Development and validation of a gene signature for pancreatic cancer: based on inflammatory response-related genes.

Pancreatic cancer (PC) is one of the most common malignant tumors in the world with a poor prognosis. There were limited studies investigating the genetic signatures associated with inflammatory responses, tumor microenvironment (TME), and tumor drug sensitivity prediction. In the Cancer Genome Atlas (TCGA) dataset, we constructed an inflammatory response-related genes prognostic signature for PC, and predictive ability of the model was assessed via the International Cancer Genome Consortium (ICGC) database. Then, we explored the differences of TME, immune checkpoint genes and drug resistance genes, and the cancer cell sensitivity to chemotherapy drugs between different risk score group. Based on the TCGA and ICGC databases, we constructed and validated a prognostic model, which consisted of 5 genes (including AHR, F3, GNA15, IL18, and INHBA). Moreover, the prognostic model was independent prognostic factors affecting overall survival (OS). The low-risk score group had better OS, and lower stromal score, compared with patients in the high-risk score group. The difference of antigen-presenting cells, T cell regulation, and drug resistance genes between different risk score groups was found.

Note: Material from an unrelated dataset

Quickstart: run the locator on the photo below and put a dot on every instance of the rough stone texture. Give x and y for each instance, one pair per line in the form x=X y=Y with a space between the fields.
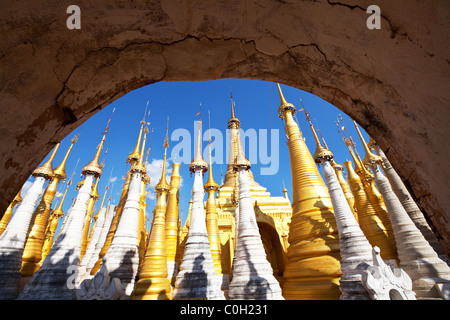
x=393 y=81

In addition, the immune checkpoint genes were positively correlation to risk score. The expression levels of AHR, GNA15, IL18, and INHBA were related to the sensitivity of anti-tumor chemotherapy drugs. Gene set enrichment analysis (GSEA) showed significant pathway such as calcium signaling pathway and p53 signaling pathway. We successfully constructed a 5-inflammatory response-related gene signature to predict survival, TME, and cancer cell sensitivity to chemotherapy drugs in PC patients. Furthermore, substantiation was warranted to verify the role of these genes in tumorigenesis.